Designing Secure Cross-Cluster Communication for Nutanix Part 3: Reverse Tunnel Acceptance

Reverse Tunnel Architecture

This is a continuation of our deep dive into reverse tunnel architecture. In Part 2, we explored how downstream Envoy instances initiate reverse tunnels using custom listeners, socket interfaces, and IOHandles to establish outbound connections. Now, we shift our focus to the upstream side.

Part 3: Accepting Reverse Connections

Let's examine how the upstream (responder) Envoy accepts these tunnels, validates them, and manages them for future use. The components we'll discuss here play a critical role not just in accepting tunnels, but also in the entire lifecycle of data requests that flow through them (which we'll explore in detail in the next blog).

Intercepting the Handshake: The Reverse Tunnel Network Filter

When a downstream Envoy initiates a reverse tunnel, it makes a TCP connection to the upstream Envoy and sends an HTTP handshake request. But how does the upstream Envoy know this is a reverse tunnel handshake rather than a normal HTTP request? This is where the reverse tunnel network filter comes in.

The reverse tunnel network filter (`ReverseTunnelFilter`) is configured on specific listeners on the upstream Envoy—typically listeners dedicated to accepting reverse tunnel connections. When a new TCP connection arrives, this filter intercepts it before any application-level processing happens. It operates at the network filter level, sitting below the HTTP connection manager in Envoy's filter chain, which gives it first access to the raw connection.

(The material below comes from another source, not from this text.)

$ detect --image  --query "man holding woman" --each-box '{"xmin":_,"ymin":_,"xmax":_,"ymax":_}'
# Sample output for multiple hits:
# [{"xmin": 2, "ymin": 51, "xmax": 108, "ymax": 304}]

The filter examines the incoming HTTP/1.1 request and performs several critical validation steps:

Path and Method Validation: First, it checks if the request matches the expected reverse tunnel handshake pattern. By default, it expects GET /reverse_connections/request, though both the path and method are configurable. If the request doesn't match, it immediately responds with 404 Not Found and closes the connection. This ensures that only properly formatted handshake requests are processed as reverse tunnels.

Identity Extraction: If the path validates, the filter extracts three identity headers from the request:

x-envoy-reverse-tunnel-node-id: The unique node identifier
x-envoy-reverse-tunnel-cluster-id: The cluster this node belongs to
x-envoy-reverse-tunnel-tenant-id: The tenant identifier for multi-tenancy isolation

If any of these headers are missing, the filter rejects the handshake with `400 Bad Request`. These identifiers become the keys for routing data requests back through this tunnel later.

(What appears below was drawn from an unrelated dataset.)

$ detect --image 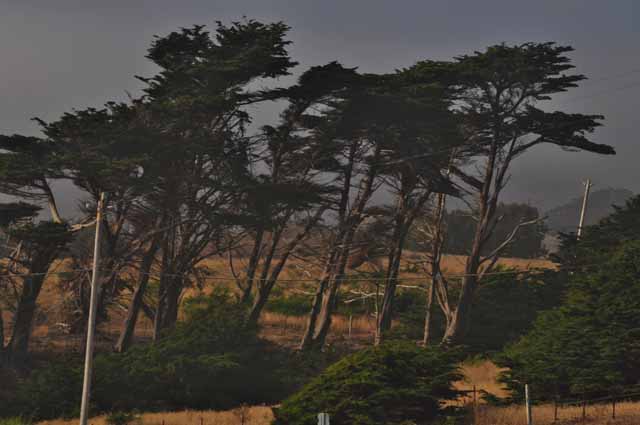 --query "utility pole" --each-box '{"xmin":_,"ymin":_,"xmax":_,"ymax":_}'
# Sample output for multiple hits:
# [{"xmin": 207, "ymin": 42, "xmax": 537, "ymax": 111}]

Flexible Authorization: The filter supports pluggable authorization through Envoy's substitution formatter system. Think of it like a bouncer checking IDs at a club—the reverse tunnel filter checks if the identity claimed in the handshake matches what we expect.

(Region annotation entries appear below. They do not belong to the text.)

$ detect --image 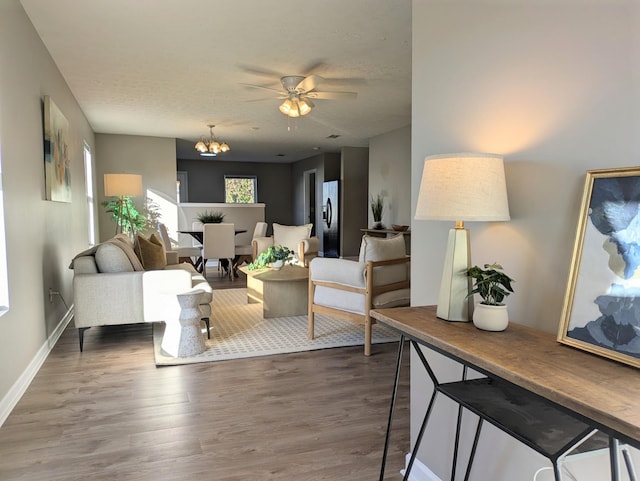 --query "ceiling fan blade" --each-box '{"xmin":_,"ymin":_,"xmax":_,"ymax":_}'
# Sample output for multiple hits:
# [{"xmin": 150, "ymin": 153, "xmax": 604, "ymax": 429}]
[
  {"xmin": 305, "ymin": 92, "xmax": 358, "ymax": 100},
  {"xmin": 296, "ymin": 75, "xmax": 324, "ymax": 93},
  {"xmin": 240, "ymin": 83, "xmax": 283, "ymax": 95}
]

Here's how it works: when a handshake arrives, it contains headers claiming "I am node_123 from cluster_west." But should we trust this? The validator lets us verify these claims against trusted sources.

Example Used Case: Allowlist Validation

Imagine you run a cloud service that only wants to accept tunnels from pre-approved on premises clusters. You maintain an allowlist in a database or configuration system. An earlier filter (like ext_authz or ext_proc) queries your allowlist and stores the expected node ID in dynamic metadata. The reverse tunnel filter then validates:


validation:
node_id_format:"%DYNAMIC_METADATA(envoy.reverse_tunnel.allowlist:expected_node_id)%"
emit_dynamic_metadata: true

When a connection claiming to be "node_123" arrives, the filter checks: "Does the expected node ID from my allowlist match what this connection claims?" If yes, accept with 200 OK. If no, reject with 403 Forbidden.

Another used case: Geography-Based Routing

Suppose you route connections based on geographic regions. An earlier filter determines "this IP address should only connect as nodes from the us-west region." It stores the expected cluster ID in dynamic metadata:


validation:
cluster_id_format:"%DYNAMIC_METADATA(geo.validator:expected_cluster)%"

This prevents a compromised node in one region from impersonating a node in another region.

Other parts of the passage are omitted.